Hi all. I have been diagnosed with multiple nodules on my thryriod. Nothing has been determined to be cancerous. I am seeking comments to those who have had a similar diagnosis, course of action and the insuing results.

A little background....

Diagnosed with stage 3a spindle cell melanoma on my outer left foot, just below the ankle bone. Had a WLR with SNB in Dec, 2013. One node positive with micro mets, left groin lyphodectomy in April 2014. Removed nodes were all negative. Interferon for 1yr. I have a rotating schedule of Dr appts every 3 months (surgical oncologist, immunotherapy Oncologist and dermologist).

The nodules were first detected by my only pet scan, done in Jan 2014. My surgical ONC ordered a ultrasound April 2015 which as many as 5-7 nodules, the largest bring 2.1. They don't appear to be growing and neither Dr can feel them.

Sugical ONC ordered blood work, all normal (no hypo or hyper) but my TWC? Was twice normal. From what I read, a high count isn't conclusive of cancer. The Dr wants to skip doing further scans or biopsy because as he put it (my throat would be a pin pad from all the poked) and wants to go straight to surgery.

I have a deliberating problem with that.

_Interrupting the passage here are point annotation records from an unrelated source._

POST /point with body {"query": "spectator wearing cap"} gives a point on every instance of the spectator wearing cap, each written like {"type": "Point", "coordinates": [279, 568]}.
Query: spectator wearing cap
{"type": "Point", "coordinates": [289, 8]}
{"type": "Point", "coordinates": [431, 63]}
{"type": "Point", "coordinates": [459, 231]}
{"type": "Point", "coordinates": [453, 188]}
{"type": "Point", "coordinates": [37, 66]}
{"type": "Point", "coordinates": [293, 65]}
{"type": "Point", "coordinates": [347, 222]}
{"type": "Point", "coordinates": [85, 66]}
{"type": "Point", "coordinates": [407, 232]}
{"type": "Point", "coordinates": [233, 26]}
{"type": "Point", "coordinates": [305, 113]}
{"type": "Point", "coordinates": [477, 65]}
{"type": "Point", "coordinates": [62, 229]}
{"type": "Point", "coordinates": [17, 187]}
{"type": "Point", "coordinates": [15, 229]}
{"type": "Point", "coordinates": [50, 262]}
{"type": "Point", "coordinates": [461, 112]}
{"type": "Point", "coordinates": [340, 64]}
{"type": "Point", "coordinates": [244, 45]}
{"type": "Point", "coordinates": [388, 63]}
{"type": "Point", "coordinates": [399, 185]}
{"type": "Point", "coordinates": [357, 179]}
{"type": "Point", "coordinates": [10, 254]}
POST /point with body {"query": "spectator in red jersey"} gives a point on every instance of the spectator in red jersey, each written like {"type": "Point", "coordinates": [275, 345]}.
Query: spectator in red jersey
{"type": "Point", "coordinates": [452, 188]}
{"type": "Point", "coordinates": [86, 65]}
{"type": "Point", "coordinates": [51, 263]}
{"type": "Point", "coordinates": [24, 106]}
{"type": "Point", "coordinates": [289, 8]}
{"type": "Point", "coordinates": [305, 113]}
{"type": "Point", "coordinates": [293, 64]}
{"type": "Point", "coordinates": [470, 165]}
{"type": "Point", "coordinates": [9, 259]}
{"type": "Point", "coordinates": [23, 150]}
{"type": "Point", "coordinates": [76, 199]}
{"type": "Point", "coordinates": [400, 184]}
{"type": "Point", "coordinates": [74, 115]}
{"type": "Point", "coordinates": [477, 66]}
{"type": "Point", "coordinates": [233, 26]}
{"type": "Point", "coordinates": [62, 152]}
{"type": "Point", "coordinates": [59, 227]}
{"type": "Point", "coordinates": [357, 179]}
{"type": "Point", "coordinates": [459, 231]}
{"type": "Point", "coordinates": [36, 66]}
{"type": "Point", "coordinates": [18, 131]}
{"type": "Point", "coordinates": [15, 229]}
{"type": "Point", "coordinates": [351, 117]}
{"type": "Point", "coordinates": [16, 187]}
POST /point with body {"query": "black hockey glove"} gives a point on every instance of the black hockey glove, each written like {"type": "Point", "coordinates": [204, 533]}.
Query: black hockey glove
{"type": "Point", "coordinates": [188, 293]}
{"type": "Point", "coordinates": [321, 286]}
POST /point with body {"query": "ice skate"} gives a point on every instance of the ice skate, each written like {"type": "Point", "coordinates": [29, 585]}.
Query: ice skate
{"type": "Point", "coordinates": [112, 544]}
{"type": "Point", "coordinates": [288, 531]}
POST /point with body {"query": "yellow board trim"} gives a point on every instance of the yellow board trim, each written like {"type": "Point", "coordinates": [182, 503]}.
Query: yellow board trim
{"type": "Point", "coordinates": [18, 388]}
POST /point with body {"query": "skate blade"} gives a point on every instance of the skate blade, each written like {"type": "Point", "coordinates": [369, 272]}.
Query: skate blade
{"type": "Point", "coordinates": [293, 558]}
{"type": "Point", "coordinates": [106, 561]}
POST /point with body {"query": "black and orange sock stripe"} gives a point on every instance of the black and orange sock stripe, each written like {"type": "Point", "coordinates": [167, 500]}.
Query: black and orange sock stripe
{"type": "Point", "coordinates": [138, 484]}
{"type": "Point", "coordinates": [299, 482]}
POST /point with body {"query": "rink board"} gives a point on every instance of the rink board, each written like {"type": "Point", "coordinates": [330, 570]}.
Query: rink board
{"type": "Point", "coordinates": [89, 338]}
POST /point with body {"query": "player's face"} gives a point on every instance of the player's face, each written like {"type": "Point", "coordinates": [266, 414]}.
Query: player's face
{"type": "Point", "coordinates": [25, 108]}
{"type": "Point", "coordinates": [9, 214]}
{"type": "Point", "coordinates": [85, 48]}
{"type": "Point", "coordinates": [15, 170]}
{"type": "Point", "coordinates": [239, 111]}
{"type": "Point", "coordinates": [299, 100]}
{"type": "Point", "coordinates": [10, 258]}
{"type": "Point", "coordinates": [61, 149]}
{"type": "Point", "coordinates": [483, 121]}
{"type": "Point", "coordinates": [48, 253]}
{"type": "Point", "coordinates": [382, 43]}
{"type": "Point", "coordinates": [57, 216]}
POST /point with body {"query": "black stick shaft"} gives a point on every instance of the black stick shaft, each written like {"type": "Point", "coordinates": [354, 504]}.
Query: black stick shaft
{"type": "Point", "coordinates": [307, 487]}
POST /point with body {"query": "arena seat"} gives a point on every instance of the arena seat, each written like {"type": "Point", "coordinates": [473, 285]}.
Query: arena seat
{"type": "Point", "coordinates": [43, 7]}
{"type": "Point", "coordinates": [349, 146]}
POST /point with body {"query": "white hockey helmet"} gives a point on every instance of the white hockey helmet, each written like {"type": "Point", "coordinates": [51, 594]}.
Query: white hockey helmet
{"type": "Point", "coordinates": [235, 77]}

My body has already been through a lot. Another surgery for something that *may* be cancerous is doesn't sit well. My regular ONC agrees and had ordered a follow up ultrasound in Sept along with my second set of scans (no pet this time, CT and Chest) to determine further growth, if any, in my thyroid. 

Just curious if any else has been through this and and what course of action you took.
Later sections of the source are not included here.